How to Respond When You’re Being Harassed at Work

How to Respond When You’re Being Harassed at Work

Image of woman harassed at work

Unlike negotiating for a higher salary or applying for a promotion, being harassed at work is not something you anticipate needing to deal with when starting a new job or navigating your career. 

According to, 60.3 million Americans reported workplace bullying or harassment in 2017. Being harassed or bullied at work can catch you off guard emotionally, especially since work is supposed to be a safe place where everyone should be focused on the company’s goals. 

It can be intense, distracting, and crush your work drive if it’s not addressed quickly—which could lead you down a rabbit hole of other problems. You know you need to speak up about the harassment, but it can often be an extremely difficult or downright awkward conversation to navigate. Who do you talk to? What do you say? Will anyone believe you?

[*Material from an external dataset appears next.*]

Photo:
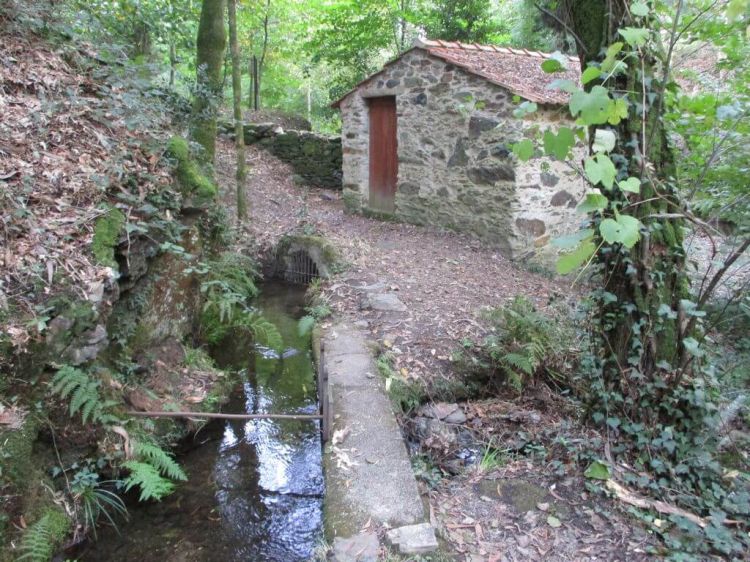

As a crisis communications strategist, I’ve seen and dealt with almost every imaginable awkward or bad situation in corporate offices and small businesses. Especially with the awakening of sexual harassment and #MeToo movement exposure, it’s important that anyone being harassed has the right copy bible language and power phrases they need to stay in control of the situation.

One example of harassment comes from a local colleague of mine. It’s common knowledge that he stands a little too close, demands hugs, or will sometimes pull women onto his lap—all in professional settings or events.

Some people are okay with his behavior. Others are not. If someone is crossing the line with you, you need to clearly and considerately state your boundaries. 

Here’s one way you can directly address inappropriate harassment at work:

“My preference is for you to stand a little further back. If I’m ready for a hug, I’ll let you know.” 

You can rewrite this for any situation you find yourself in. Just fill in the actions below: 

“My preference is for you to [desired action]. If I’m ready for you to [undesired action], I’ll let you know.”

Another common workplace harassment issue is the “joker” who is always using “I’m just kidding” as their follow up defense to saying hurtful, inappropriate things. 

For example, I have blonde hair and have many times been called “Blondie” in front of colleagues, clients, and other professionals. Here’s what I’ve said:

“I prefer that you address me by my first name.”

Of course, you know the joker will say “I was kidding, you need to relax” or something along those lines to shift the blame and focus back to you. And that’s okay, because you can still hold your ground by saying:

“That may be so. But my preference is still for you to refer to me by my name.”

What makes workplace harassment difficult is that these are often not clear cut issues, and sometimes it’s easy to read something as harassment when that person may just have a personality you don’t gel with.

If you’re sure it’s harassment and a colleague is making you feel repeatedly uncomfortable, then it’s time to talk to HR or your boss. 

Here’s how you can start that conversation:

“I need your help. I am uncomfortable with [undesired behavior]. I understand you rely on me to help with customers. However, my preference is for you to be the one having direct communications with this person. I’m also looking to you for a plan on how to resolve the issue. How would you like for us to proceed with that?” 

Be prepared to hear, “I don’t know what to do,” or “I need time to think about this.”  

In both cases, you should ask for the date when they will be ready to proceed with a plan and hold them to it. 

Always document the situation, including: 

  • • Dates and times of the incidents with precise facts of what occurred 
  • • Dates and times that you’ve expressed concern to your manager 
  • • Any response your manager has provided or issue resolution plans that have been made

In general, be mindful of the use of emotionally charged words like “assault.” Even if that’s what it felt like, it’s important to stick to the facts in the documentation. 

If neither your boss nor HR offer you support, then you may want to evaluate a potential job move or legal action. Your physical and emotional well-being may depend on it. Because the truth about harassment is it rarely goes away on its own.